Il y a cinq ans, Dennis a pris peur, peu avant d'épouser Libby, qui attendait leur enfant. Le jour du mariage, il est parti en courant. Depuis, il mène une petite vie médiocre qui ne le satisfait pas. Quand Libby rencontre Whit, homme d'affaires qui a jeté son dévolu sur elle, Dennis comprend qu'elle est l'amour de sa vie et veut la reconquérir. Pour cela, il décide de battre Whit sur son terrain et s'inscrit à un marathon. Dennis n'a pas fini de courir.

Avec pareil pitch, il reste peu de place à la surprise : la comédie romantique qui se cache derrière "Run, Fatboy, Run" (le titre original du film), coscénarisé par Simon Pegg,  respecte nombre des balises qui façonnent le genre. Il faut, pour l'apprécier, accepter ce postulat et se contenter de profiter du voyage, dans divers endroits de Londres. Tourné en peu de temps, efficace à défaut d'être original, "Cours toujours Dennis" met ses décors en valeur avec efficacité et utilise sans faille le charme infaillible de ses interprètes. En tête, Simon Pegg semble s'être fait plaisir avec son personnage de faux-loser immature, face à la sublime Thandie Newton. Les seconds rôles sont eux aussi fort savoureux et apportent à leur manière le petit supplément qui manque tant à nombre de films du même registre. 

De jolis décors, des personnages savoureux, quelques situations drôles et des dialogues parfois piquants : les ingrédients nécessaires sont réunis et il ne restait plus qu'à les assembler correctement pour que la recette soit réussie. Fort heureusement, c'est le cas avec "Cours toujours Dennis", certes pas inoubliable, mais suffisamment réussi pour satisfaire son spectateur.

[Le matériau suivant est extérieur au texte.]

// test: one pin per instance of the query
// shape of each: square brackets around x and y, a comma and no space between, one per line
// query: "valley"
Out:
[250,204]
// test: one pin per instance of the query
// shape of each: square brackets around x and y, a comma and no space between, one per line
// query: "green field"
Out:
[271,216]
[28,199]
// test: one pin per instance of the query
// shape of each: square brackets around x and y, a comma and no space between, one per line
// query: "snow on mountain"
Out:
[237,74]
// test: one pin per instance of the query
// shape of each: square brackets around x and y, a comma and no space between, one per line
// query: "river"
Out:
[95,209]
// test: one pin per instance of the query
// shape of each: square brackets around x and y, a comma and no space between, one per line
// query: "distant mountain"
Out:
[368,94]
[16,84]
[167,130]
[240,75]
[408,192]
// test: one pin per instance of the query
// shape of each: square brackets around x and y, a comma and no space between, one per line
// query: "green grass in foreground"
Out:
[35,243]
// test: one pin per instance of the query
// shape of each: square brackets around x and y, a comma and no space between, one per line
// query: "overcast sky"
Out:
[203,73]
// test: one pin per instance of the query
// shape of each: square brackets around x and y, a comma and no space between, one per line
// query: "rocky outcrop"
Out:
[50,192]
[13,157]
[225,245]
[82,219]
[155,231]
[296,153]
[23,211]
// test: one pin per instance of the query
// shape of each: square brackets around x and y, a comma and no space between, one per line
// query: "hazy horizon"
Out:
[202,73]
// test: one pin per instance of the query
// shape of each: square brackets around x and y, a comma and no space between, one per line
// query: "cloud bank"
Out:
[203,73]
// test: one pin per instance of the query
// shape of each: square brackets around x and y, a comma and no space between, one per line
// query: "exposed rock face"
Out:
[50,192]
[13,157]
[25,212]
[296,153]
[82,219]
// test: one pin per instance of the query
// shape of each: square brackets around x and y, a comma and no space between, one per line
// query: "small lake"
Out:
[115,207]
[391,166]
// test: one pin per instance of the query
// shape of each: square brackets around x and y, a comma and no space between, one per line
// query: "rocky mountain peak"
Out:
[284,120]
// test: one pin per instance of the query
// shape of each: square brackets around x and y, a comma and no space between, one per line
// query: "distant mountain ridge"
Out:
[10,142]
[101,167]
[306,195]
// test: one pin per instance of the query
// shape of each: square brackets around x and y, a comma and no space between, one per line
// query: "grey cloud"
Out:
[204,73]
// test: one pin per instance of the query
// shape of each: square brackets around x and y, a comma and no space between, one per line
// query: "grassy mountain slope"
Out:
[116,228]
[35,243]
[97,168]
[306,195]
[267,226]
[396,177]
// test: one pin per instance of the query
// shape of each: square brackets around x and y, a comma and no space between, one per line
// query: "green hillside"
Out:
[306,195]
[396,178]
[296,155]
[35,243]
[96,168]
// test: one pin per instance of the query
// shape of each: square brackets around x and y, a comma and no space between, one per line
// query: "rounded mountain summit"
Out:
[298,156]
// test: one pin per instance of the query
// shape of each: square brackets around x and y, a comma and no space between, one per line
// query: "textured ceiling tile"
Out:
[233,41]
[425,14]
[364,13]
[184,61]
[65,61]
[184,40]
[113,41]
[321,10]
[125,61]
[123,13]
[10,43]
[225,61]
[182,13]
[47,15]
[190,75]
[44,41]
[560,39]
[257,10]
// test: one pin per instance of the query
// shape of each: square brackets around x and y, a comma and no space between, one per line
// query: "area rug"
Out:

Même s'il s'agit d'un film léger, "Cours toujours Dennis" aurait sans doute mérité mieux qu'une sortie à la sauvette. Même si c'est un film qu'on oublie rapidement, il a le mérite de faire passer un moment plaisant.
En ces temps compliqués, c'est toujours bon à prendre, vous ne trouvez pas ?



vendredi 30 avril 2021

Mes meilleurs copains (1989)

Devenu depuis culte pour bon nombre de ceux qui l'ont découvert, "Mes meilleurs copains" est l'exemple-type du film dont on oublie qu'il fut un échec au box-office. Pour tout vous dire, ami(e)s lecteurs(trices), c'est à des films comme celui-là que ce blog doit son existence. En hommage au merveilleux Jean-Pierre Bacri, qui n'a pas fini de nous manquer, voici un billet consacré à un de mes plaisirs (même pas coupables) de cinéma. 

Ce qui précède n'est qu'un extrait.